Occluded Image Contrastive Learning (OCL) presents a simple, scalable pre-training paradigm that pairs masked-image tokens with contrastive learning to emphasize high-level semantic concepts. By generating two non-overlapping views within an image through high-rate masking and applying a symmetric contrastive objective with a T-distributed spherical similarity, OCL yields rich semantic representations without reconstruction or auxiliary modules. The method demonstrates strong scalability on Vision Transformers, achieving 85.8% fine-tuning accuracy on ImageNet with ViT-L/16 after 133 hours on 4 A100 GPUs, and outperforms several prior pre-training approaches while reducing training complexity.
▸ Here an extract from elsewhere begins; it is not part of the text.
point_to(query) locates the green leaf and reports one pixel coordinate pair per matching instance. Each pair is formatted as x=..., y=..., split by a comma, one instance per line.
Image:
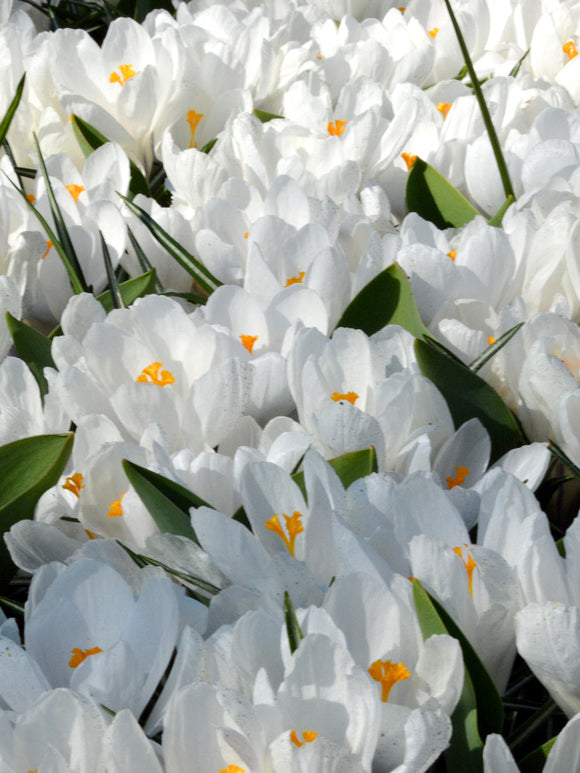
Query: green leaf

This work suggests a practical path toward efficient, high-quality visual representations suitable for large-scale models and downstream tasks.

Abstract

This paper proposes a scalable and straightforward pre-training paradigm for efficient visual conceptual representation called occluded image contrastive learning (OCL). Our OCL approach is simple: we randomly mask patches to generate different views within an image and contrast them among a mini-batch of images. The core idea behind OCL consists of two designs. First, masked tokens have the potential to significantly diminish the conceptual redundancy inherent in images, and create distinct views with substantial fine-grained differences on the semantic concept level instead of the instance level. Second, contrastive learning is adept at extracting high-level semantic conceptual features during the pre-training, circumventing the high-frequency interference and additional costs associated with image reconstruction. Importantly, OCL learns highly semantic conceptual representations efficiently without relying on hand-crafted data augmentations or additional auxiliary modules. Empirically, OCL demonstrates high scalability with Vision Transformers, as the ViT-L/16 can complete pre-training in 133 hours using only 4 A100 GPUs, achieving 85.8\% accuracy in downstream fine-tuning tasks. Code is available at https://anonymous.4open.science/r/OLRS/.

Paper Structure

This paper contains 23 sections, 3 equations, 3 figures, 11 tables, 1 algorithm.

Figures (3)

  • Figure 1: Comparison between different pre-training paradigms. The Model in blue is the pre-training model, and the orange modules indicate auxiliary modules. (a) Contrastive Learning (CL) endeavours to maximize the agreement between different views of an image. (b) Masked Image Modeling (MIM) aims to restore masked image patches. (c) Our occluded image contrastive learning: Through non-overlapping occluding, distinct tokens within an image are categorized as intraclass, while across-image tokens within a batch are viewed as interclass. Our objective is to enhance intraclass compactness and interclass separability through a contrastive learning approach. Just as a single leaf can tell the coming of autumn, we believe that a small area of the image contains the majority of the meaning of the entire image.
  • Figure 2: A toy example of masked images for conceptual contrastive learning. The low global masking ratio aids the model in capturing comprehensive information from the image and understanding the interconnectedness of various concepts within a mini-batch. Beyond that, each contrastive branch has a higher masking ratio, generating diverse views with different semantic concepts for contrastive learning and diminishing conceptual redundancy within the image.
  • Figure 3: Efficiency and Scaling. MAE heMaskedAutoencodersAre2022, I-JEPA assranSelfSupervisedLearningImages2023 and MoCo v3 chenEmpiricalStudyTraining2021a are opted for comparison. All methods are evaluated by linear probing with Top-1 accuracy (Acc) as the metric, and the pre-training GPU time with A100 hour as the indicator. The pre-training epochs (denoted as ep) and model architecture are also exhibited.